Direct statistical simulation of the near-surface layers of a cometary atmosphere. II: A nonspherical nucleus

The study presents the results of numerical simulations of mass-transfer processes in the near-surface layer of the cometary nucleus and in the inner part of the cometary atmosphere, which is formed under the action of solar radiation. The gas-kinetic model of the inner part of the cometary atmosphere surrounding a spherical nucleus (Skorov et al., 2004) is extended to the case of a nonspherical nucleus with axial symmetry. After high-resolution images of comets 19P/Borrelly and Wild 2 have been obtained by Deep Space 1 and Stardust spacecraft, such an extension seems to be vital and important.
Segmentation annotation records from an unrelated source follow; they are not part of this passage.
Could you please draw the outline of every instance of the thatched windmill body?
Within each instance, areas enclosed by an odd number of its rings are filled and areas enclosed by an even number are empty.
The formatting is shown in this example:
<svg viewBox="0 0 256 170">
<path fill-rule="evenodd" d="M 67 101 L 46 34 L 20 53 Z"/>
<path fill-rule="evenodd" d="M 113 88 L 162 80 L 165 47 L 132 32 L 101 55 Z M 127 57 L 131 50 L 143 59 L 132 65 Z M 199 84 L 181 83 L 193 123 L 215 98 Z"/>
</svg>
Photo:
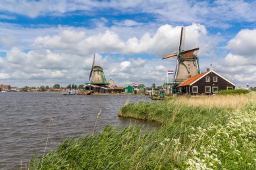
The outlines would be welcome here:
<svg viewBox="0 0 256 170">
<path fill-rule="evenodd" d="M 91 80 L 90 84 L 97 85 L 108 85 L 106 80 L 105 75 L 104 74 L 103 68 L 100 66 L 94 66 L 95 55 L 92 62 L 91 73 L 90 73 L 89 81 Z"/>
<path fill-rule="evenodd" d="M 174 77 L 174 83 L 179 84 L 192 76 L 200 73 L 197 53 L 199 48 L 184 50 L 185 38 L 185 28 L 181 28 L 181 38 L 178 52 L 164 56 L 162 59 L 177 56 L 177 63 Z"/>
</svg>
The nucleus and the inner part of the coma are closely related to each other because of the permanent exchange of energy and mass; therefore, they are modeled consistently. As in the first part of our study, the boundary conditions at the inner boundary of the simulation domain, which are necessary for gas-kinetic simulations, were determined from the self-consistent model of heat and mass transfer in a porous cometary nucleus that was developed earlier by the authors. The model took into account the volumetric character of the radiation absorption in a porous sublimating medium, the kinetic regime of the transport of sublimation products in the pores, and the backward gas fluxes from the coma due to intermolecular collisions. We considered different models of the nucleus structure that determined the effective gas production. Using the direct simulation Monte Carlo method, we computed the two-dimensional gas flow from a heterogeneous nonspherical cometary nucleus. The simulations were performed using the SMILE software. The parallel computer implementation of the software made it possible to calculate the spatial structure of the gas flow for the entire circumnucleus zone.